Picking up a bit after where the disastrous first chapter of this sequel began, we now get to tag along as Cynthia Nixon explores the facets of Miranda’s newfound sexuality, Kristin Davis wonders if being supermom is enough and Sarah Jessica Parker’s Carrie begins to peek out of her sudden widowhood’s depression. The wonderful actors Sara Ramirez, Karen Pittman, Sarita Choudhury, Mario Cantone and Nicole Ari Parker add color. Yes, take that as you will. These actors bring a necessary vibrancy to the ever-spinning original wheel but also its pretty hard to ignore the fact that each is a person of color, orientation and, in Ramirez’s case, non- binary. The fact that their casting feels very deliberate is not their fault and shouldn’t detract from their work. But yeah, it kind of does.
But they aren’t the only ones laden with PC yokes. Everybody has their load to bear, whether it’s of sexual, societal or “that’s what life can do to you”. Some of the episodes are, happily, poignant and still, occasionally, funny.
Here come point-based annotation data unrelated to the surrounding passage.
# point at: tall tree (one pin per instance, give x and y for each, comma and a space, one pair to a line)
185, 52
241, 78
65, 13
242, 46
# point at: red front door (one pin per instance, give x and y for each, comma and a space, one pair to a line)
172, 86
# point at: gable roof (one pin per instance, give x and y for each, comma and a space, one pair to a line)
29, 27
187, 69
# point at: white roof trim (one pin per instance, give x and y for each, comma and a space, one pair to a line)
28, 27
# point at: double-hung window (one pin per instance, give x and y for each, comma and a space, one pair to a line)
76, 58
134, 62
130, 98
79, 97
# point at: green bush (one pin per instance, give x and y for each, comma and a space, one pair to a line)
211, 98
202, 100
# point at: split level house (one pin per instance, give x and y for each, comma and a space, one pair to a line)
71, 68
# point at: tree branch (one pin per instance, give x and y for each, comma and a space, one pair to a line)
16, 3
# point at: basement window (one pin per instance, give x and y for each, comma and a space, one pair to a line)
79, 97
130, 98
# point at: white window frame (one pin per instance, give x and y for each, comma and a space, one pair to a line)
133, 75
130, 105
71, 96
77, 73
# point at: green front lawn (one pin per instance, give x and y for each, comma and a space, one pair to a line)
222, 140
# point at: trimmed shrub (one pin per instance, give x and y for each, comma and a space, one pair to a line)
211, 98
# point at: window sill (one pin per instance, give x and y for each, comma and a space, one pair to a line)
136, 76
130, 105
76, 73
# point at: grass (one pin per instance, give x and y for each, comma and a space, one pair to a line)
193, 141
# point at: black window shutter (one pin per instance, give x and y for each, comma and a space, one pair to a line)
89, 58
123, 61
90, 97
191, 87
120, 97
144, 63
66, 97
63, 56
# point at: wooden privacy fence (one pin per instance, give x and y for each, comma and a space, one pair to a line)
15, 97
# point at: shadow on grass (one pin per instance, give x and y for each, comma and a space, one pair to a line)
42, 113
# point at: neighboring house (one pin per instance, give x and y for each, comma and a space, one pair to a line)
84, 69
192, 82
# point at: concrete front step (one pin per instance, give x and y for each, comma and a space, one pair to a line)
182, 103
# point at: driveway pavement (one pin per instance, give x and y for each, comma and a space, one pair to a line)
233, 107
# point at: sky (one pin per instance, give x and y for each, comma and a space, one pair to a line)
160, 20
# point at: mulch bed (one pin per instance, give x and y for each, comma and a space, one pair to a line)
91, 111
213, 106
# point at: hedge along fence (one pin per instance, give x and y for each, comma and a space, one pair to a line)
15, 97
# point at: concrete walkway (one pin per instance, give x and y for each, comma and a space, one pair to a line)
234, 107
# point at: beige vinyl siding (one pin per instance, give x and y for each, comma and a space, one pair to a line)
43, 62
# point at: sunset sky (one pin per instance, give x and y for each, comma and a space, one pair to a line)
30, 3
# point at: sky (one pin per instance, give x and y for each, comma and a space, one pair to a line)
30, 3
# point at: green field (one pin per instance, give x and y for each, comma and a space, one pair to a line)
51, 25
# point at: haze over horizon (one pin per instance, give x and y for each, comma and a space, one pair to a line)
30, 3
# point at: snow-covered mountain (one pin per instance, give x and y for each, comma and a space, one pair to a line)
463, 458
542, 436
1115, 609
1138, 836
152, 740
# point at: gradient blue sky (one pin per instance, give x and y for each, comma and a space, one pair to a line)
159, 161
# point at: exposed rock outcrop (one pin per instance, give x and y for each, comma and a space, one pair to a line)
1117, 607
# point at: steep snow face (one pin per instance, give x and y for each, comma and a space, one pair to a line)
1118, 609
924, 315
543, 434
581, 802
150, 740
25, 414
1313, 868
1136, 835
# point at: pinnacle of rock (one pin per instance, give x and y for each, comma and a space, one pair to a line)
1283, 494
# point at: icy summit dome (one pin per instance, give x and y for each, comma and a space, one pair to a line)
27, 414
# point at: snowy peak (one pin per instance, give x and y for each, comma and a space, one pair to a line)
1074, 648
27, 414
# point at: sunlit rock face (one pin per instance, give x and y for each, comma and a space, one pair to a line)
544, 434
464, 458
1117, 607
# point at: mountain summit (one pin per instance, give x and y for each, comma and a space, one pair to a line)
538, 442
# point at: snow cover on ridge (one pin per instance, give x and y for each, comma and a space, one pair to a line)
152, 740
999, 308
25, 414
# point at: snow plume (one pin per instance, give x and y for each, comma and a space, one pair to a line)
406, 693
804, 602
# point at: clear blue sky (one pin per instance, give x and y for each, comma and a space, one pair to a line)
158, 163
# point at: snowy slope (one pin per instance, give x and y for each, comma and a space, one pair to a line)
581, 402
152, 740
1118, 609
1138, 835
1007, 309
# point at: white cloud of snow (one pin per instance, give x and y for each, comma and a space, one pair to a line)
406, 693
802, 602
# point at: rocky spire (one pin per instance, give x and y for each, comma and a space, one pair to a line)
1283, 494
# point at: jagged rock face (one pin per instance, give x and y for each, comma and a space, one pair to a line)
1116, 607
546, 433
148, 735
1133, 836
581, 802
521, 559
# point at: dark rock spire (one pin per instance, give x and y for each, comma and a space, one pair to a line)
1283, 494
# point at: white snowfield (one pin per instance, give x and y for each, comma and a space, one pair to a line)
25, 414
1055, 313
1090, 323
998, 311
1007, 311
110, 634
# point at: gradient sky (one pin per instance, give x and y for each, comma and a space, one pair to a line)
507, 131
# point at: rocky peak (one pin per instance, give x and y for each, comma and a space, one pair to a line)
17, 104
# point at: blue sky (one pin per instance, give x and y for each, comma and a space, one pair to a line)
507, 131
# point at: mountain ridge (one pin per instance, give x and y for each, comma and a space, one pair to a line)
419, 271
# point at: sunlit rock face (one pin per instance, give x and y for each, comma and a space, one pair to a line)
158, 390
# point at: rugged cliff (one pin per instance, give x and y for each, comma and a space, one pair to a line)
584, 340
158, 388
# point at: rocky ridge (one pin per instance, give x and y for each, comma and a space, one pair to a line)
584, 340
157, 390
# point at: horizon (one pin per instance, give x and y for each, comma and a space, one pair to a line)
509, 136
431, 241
Some feel as if they are just trying too hard.
In the episodes sent to critics, we do not get to see Samantha rejoin the group. But we do get to enjoy Aiden Quinn come back the man Carrie never forgot. (Neither did some of the rest of us) Yes, there are life lessons. There’s also lots of lunching, fabulous apartments and even better clothes. And sex. In a city that sure looks pretty swell.